WIKIGENBENCH: Exploring Full-length Wikipedia Generation under Real-World Scenario
Jiebin Zhang, Eugene J. Yu, Qinyu Chen, Chenhao Xiong, Dawei Zhu, Han Qian, Mingbo Song, Weimin Xiong, Xiaoguang Li, Qun Liu, Sujian Li
TL;DR
The paper tackles the challenge of generating full-length, verifiable Wikipedia articles for newly emerging events under realistic conditions, addressing the limitations of prior work that focuses on snippets or inadequate metrics. It introduces WikiGenBenCh, a 1,320-entry benchmark with web-sourced reference documents and a rigorous evaluation framework across writing, informativeness, and verifiability, enabling systematic comparisons of Retrieval-Augmented Generation methods. Through experiments with RR, PRR, and TunedRR across multiple LLMs and rerankers, the study finds that hierarchical, planning-based generation (PRR) yields more comprehensive content, while fine-tuning improves verifiability; however, even the best methods still lag behind human Wikipedia in overall quality and citation reliability. The work highlights the promise of combining retrieval techniques with LLMs for credible, long-form Wikipedia generation and points to future directions in data quality, advanced retrieval/reranking, and post-citation verification to narrow the performance gap.
Abstract
It presents significant challenges to generate comprehensive and accurate Wikipedia articles for newly emerging events under a real-world scenario. Existing attempts fall short either by focusing only on short snippets or by using metrics that are insufficient to evaluate real-world scenarios. In this paper, we construct WIKIGENBENCH, a new benchmark consisting of 1,320 entries, designed to align with real-world scenarios in both generation and evaluation.

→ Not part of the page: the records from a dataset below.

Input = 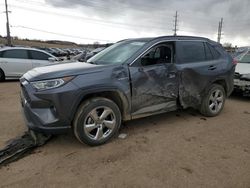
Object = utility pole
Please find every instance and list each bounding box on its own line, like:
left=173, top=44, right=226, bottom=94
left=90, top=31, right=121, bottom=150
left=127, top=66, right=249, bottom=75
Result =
left=173, top=11, right=178, bottom=36
left=217, top=18, right=223, bottom=43
left=5, top=0, right=11, bottom=46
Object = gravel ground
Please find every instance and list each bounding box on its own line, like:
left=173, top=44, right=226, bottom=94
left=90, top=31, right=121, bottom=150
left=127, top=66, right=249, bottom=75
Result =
left=0, top=82, right=250, bottom=188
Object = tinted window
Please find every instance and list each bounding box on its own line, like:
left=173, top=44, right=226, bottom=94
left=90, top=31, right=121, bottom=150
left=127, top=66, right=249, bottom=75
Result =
left=3, top=50, right=29, bottom=59
left=87, top=41, right=145, bottom=64
left=177, top=41, right=206, bottom=63
left=207, top=44, right=220, bottom=59
left=141, top=44, right=172, bottom=66
left=29, top=50, right=50, bottom=60
left=204, top=43, right=214, bottom=60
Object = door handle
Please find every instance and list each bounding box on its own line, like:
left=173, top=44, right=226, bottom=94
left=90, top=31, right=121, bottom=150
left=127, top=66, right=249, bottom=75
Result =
left=138, top=67, right=143, bottom=72
left=168, top=72, right=176, bottom=78
left=208, top=65, right=217, bottom=70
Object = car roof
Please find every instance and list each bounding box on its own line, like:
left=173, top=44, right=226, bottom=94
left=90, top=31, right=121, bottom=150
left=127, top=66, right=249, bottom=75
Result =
left=119, top=36, right=218, bottom=44
left=0, top=47, right=44, bottom=52
left=0, top=47, right=55, bottom=57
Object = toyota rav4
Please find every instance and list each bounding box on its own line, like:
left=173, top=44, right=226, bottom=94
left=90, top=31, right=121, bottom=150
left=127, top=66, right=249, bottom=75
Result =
left=20, top=36, right=235, bottom=145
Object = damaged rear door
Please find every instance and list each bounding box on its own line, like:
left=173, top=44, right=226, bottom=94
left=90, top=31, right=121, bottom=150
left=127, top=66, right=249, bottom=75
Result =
left=176, top=41, right=223, bottom=108
left=129, top=42, right=178, bottom=118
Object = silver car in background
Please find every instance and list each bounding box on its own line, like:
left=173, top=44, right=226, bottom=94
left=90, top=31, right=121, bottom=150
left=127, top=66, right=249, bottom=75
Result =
left=0, top=47, right=58, bottom=81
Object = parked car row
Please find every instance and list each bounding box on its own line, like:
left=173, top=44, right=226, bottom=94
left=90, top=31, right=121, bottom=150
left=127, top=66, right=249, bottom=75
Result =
left=234, top=47, right=250, bottom=96
left=0, top=47, right=59, bottom=81
left=20, top=36, right=236, bottom=145
left=38, top=47, right=85, bottom=57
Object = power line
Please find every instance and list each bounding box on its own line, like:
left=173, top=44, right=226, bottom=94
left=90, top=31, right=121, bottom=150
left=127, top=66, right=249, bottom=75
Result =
left=5, top=0, right=11, bottom=46
left=11, top=25, right=114, bottom=42
left=173, top=11, right=178, bottom=36
left=8, top=5, right=174, bottom=31
left=217, top=18, right=223, bottom=43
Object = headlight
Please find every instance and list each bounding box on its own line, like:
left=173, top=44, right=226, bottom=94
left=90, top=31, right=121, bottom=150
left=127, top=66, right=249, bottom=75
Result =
left=31, top=76, right=73, bottom=90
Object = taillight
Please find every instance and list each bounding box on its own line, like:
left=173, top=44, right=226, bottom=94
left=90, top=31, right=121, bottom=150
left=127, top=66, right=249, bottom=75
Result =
left=232, top=59, right=238, bottom=65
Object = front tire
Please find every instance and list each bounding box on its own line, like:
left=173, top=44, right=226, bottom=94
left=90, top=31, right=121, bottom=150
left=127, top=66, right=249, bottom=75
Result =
left=200, top=84, right=226, bottom=117
left=73, top=97, right=121, bottom=146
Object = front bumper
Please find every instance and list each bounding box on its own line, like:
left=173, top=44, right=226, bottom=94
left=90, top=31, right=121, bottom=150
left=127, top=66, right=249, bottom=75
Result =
left=234, top=79, right=250, bottom=96
left=20, top=80, right=78, bottom=134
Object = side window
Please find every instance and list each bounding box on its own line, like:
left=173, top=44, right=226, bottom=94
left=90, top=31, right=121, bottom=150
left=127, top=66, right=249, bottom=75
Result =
left=204, top=43, right=214, bottom=60
left=177, top=41, right=206, bottom=63
left=207, top=44, right=220, bottom=59
left=2, top=49, right=29, bottom=59
left=29, top=50, right=50, bottom=60
left=141, top=44, right=173, bottom=66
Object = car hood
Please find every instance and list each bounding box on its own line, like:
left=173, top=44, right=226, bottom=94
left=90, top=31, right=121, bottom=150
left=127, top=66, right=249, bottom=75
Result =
left=235, top=63, right=250, bottom=74
left=23, top=62, right=107, bottom=81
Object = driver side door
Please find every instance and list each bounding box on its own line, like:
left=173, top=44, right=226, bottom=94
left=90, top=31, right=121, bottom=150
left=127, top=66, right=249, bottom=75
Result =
left=129, top=42, right=179, bottom=119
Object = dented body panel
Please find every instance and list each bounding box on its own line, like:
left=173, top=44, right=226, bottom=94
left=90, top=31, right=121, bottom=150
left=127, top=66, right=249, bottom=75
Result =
left=20, top=37, right=234, bottom=134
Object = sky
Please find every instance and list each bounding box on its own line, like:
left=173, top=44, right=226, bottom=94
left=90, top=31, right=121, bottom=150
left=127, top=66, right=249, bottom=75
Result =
left=0, top=0, right=250, bottom=46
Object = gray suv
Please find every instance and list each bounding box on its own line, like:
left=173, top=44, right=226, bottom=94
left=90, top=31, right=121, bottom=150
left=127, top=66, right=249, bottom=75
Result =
left=20, top=36, right=235, bottom=145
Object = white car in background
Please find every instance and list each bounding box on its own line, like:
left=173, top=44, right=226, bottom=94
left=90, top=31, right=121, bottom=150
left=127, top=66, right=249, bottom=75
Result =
left=0, top=47, right=58, bottom=81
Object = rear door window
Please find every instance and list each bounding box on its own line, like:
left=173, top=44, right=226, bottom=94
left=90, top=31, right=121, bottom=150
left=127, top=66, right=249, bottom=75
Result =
left=176, top=41, right=206, bottom=63
left=2, top=49, right=29, bottom=59
left=204, top=43, right=214, bottom=60
left=207, top=44, right=220, bottom=59
left=29, top=50, right=50, bottom=60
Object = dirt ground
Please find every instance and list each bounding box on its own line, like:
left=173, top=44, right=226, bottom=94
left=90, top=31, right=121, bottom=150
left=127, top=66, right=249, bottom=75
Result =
left=0, top=82, right=250, bottom=188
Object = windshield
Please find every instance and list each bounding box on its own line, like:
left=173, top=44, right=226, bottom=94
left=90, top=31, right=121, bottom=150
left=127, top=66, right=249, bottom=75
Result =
left=87, top=41, right=145, bottom=64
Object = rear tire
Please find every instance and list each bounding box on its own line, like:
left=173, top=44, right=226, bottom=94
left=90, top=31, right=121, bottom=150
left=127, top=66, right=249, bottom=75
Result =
left=200, top=84, right=226, bottom=117
left=0, top=69, right=5, bottom=82
left=73, top=97, right=121, bottom=146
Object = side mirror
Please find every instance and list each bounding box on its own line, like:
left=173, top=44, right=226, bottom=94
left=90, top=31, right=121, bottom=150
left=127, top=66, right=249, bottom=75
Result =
left=48, top=57, right=58, bottom=62
left=141, top=56, right=150, bottom=66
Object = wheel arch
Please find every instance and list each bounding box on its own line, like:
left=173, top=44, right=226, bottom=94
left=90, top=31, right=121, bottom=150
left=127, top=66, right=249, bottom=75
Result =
left=211, top=79, right=228, bottom=95
left=72, top=89, right=131, bottom=124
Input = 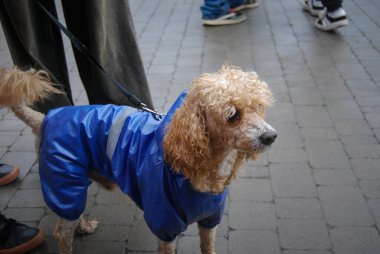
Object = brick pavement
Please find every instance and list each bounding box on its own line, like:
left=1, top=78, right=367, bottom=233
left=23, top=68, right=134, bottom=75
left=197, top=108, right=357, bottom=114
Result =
left=0, top=0, right=380, bottom=254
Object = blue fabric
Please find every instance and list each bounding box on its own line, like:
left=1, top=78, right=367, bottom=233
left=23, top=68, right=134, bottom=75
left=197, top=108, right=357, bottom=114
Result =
left=40, top=93, right=228, bottom=242
left=201, top=0, right=246, bottom=19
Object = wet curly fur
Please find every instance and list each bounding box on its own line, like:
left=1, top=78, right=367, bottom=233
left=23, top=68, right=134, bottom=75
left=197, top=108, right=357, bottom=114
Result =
left=0, top=65, right=277, bottom=253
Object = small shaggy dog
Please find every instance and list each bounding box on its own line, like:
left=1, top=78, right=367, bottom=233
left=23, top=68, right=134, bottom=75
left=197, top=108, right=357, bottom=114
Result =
left=0, top=65, right=277, bottom=253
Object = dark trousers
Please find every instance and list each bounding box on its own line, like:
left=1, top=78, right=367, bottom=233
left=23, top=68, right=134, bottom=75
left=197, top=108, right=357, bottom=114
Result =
left=322, top=0, right=343, bottom=12
left=0, top=0, right=153, bottom=113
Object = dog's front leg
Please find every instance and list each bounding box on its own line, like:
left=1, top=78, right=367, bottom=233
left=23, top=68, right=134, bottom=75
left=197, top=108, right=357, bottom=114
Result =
left=54, top=218, right=79, bottom=254
left=198, top=225, right=216, bottom=254
left=158, top=239, right=176, bottom=254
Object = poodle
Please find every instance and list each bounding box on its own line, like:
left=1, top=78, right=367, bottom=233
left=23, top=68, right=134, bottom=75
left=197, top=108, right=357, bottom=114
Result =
left=0, top=65, right=277, bottom=253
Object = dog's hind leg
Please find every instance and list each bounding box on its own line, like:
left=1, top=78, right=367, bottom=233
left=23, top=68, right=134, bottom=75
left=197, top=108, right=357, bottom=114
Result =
left=77, top=216, right=98, bottom=235
left=158, top=239, right=176, bottom=254
left=198, top=226, right=216, bottom=254
left=54, top=218, right=79, bottom=254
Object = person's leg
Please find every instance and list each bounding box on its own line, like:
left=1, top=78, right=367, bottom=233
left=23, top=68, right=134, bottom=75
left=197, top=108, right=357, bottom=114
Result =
left=0, top=0, right=72, bottom=113
left=62, top=0, right=153, bottom=107
left=302, top=0, right=325, bottom=17
left=229, top=0, right=260, bottom=11
left=321, top=0, right=343, bottom=12
left=315, top=0, right=348, bottom=31
left=201, top=0, right=247, bottom=26
left=201, top=0, right=230, bottom=19
left=0, top=214, right=45, bottom=253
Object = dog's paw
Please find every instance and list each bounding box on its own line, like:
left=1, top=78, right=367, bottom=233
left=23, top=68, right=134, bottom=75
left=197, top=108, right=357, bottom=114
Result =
left=77, top=218, right=99, bottom=235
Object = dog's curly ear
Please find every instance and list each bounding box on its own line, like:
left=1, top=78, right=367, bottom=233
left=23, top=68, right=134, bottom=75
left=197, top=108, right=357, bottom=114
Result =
left=164, top=100, right=211, bottom=180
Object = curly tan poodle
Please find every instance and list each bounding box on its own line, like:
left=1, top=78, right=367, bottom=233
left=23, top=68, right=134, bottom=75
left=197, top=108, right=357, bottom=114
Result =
left=0, top=65, right=277, bottom=253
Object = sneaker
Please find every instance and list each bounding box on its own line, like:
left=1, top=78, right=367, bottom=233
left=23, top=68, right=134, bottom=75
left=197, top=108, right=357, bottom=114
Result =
left=315, top=7, right=348, bottom=31
left=202, top=12, right=247, bottom=26
left=302, top=0, right=325, bottom=17
left=0, top=214, right=45, bottom=254
left=0, top=164, right=20, bottom=186
left=232, top=0, right=260, bottom=11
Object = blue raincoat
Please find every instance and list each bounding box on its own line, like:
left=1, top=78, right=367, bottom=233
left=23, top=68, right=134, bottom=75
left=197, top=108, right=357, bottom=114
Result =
left=40, top=92, right=228, bottom=242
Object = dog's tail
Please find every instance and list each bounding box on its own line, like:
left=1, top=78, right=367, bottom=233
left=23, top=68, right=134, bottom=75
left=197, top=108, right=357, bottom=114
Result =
left=0, top=67, right=62, bottom=133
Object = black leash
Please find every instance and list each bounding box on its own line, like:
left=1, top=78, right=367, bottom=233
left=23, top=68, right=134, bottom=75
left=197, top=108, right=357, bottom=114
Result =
left=37, top=1, right=165, bottom=120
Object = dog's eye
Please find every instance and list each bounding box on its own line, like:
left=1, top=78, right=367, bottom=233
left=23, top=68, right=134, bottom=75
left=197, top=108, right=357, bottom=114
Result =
left=227, top=109, right=240, bottom=123
left=257, top=104, right=264, bottom=113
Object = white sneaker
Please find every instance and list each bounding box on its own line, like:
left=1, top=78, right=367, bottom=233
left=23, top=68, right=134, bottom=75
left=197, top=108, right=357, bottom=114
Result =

For generation, we explore a real-world scenario where structured, full-length Wikipedia articles with citations are generated for new events using input documents from web sources. For evaluation, we integrate systematic metrics and LLM-based metrics to assess the verifiability, organization, and other aspects aligned with real-world scenarios. Based on this benchmark, we conduct extensive experiments using various models within three commonly used frameworks: direct RAG, hierarchical structure-based RAG, and RAG with a fine-tuned generation model. Experimental results show that hierarchical-based methods can generate more comprehensive content, while fine-tuned methods achieve better verifiability. However, even the best methods still show a significant gap compared to existing Wikipedia content, indicating that further research is necessary.